Welcome to the White Paper Replications repository! This project is dedicated to replicating state-of-the-art AI research from influential white papers, primarily using PyTorch and Python.
Disclaimer:
The code is written by me, so it's not perfect. It's a combination of my own insights and parts I found in different resources.
Planning on adding these in the future SAM, RoPE, FlashAttention, Whisper, UNET, DDDM, DDIM, BLOOM
In this repository, you'll find implementations of various AI models and algorithms as described in prominent research papers. The goal is to better understand them by coding and trying to make them as intuitive as possible.
Here's a list of the white papers and their corresponding implementations available in this repository:
- "Attention is All You Need" paper: Introduces the Transformer model, which uses self-attention to focus on important words in a sentence, making it faster and better at understanding long sentences compared to older models.
- "An Image is Worth 16x16 Words: Transformers for Image Recognition at Scale": Presents the Visual Transformer (ViT), a neural network that applies self-attention to image classification tasks.
- Mixture of Experts (various papers): Architecture that uses multiple specialized models (experts) and a gating mechanism to improve performance and adaptability by activating only the most relevant experts for a given task.
- "(Word2Vec) Efficient Estimation of Word Representations in Vector Space": Technique that transforms words into high-dimensional vectors, capturing their meaning and relationships based on the context in which they appear.
- "GloVe: Global Vectors for Word Representation": Technique used in NLP that captures global context information for creating word embeddings.
- "BERT: Pre-training of Deep Bidirectional Transformers for Language Understanding": BERT is a transformer-based model that understands word context in sentences by analyzing text bidirectionally.
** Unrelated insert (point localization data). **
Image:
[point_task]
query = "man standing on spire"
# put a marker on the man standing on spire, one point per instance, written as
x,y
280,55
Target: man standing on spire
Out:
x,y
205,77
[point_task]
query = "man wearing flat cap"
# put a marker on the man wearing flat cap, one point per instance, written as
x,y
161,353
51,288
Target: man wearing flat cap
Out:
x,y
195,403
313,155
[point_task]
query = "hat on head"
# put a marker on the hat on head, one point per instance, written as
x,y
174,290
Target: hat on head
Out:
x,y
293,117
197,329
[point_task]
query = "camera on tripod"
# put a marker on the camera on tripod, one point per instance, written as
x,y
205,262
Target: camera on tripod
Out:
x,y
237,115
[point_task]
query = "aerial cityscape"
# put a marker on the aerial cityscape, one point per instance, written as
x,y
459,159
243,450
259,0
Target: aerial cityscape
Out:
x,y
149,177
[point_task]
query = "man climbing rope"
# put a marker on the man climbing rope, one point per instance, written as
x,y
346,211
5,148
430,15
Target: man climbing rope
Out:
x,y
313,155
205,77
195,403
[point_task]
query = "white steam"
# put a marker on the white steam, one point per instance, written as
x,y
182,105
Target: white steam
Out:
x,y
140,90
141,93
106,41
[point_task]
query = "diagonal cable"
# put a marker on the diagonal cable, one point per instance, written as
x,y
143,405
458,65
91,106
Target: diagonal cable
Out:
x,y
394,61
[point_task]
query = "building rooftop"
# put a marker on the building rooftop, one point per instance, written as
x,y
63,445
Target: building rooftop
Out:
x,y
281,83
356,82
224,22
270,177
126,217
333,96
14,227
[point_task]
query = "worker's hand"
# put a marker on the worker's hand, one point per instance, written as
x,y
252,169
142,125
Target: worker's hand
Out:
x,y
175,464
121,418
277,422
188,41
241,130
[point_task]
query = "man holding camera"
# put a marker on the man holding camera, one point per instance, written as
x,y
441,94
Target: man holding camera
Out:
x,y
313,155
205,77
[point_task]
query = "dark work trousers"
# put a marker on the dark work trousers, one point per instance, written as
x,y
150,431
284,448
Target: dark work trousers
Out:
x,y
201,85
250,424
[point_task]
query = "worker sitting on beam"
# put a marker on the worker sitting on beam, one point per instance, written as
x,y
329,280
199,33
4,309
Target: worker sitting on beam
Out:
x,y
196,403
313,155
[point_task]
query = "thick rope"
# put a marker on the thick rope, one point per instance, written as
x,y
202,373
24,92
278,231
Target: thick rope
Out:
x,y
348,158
- "CLIP: Learning Transferable Visual Models From Natural Language Supervision": Multimodal neural network that learns to connect images and text by training an image encoder and text encoder to maximize the similarity between correct image-text pairs while minimizing it for incorrect pairs.
- "U-net: Convolutional Networks for Biomedical Image Segmentation": The U-Net architecture consists of an encoder that downsamples the input image to capture features and a decoder that upsamples it to produce a segmentation map, forming a "U" shape. Skip connections between corresponding layers in the encoder and decoder help preserve spatial information, increasing the model's performance in segmentation tasks.
Each one contains:
README.md
: Detailed instructions on how to use the code for that specific paper.
requirements.txt
: Python dependencies required for that implementation.
To get started with the code in this repository, follow these steps:
-
Clone the Repository
git clone https://github.com/Vicba/white-paper-replications.git cd white-paper-replications
To run the code, you'll need:
- Python
To view/use the code of a specific paper, navigate to the corresponding directory and follow the instructions in the README.md
file there.
Contributions are welcome! If you'd like to add new replicas or improve existing ones, please follow these steps:
- Fork the repository.
- Create a new branch (
git checkout -b feature-branch
). - Make your changes.
- Commit your changes (
git commit -am 'Add <new replica>'
). - Push to the branch (
git push origin feature-branch
). - Open a pull request.
Please ensure your contributions adhere to the project's coding standards and include a test if applicable.
This project is licensed under the MIT License. See the LICENSE file for details.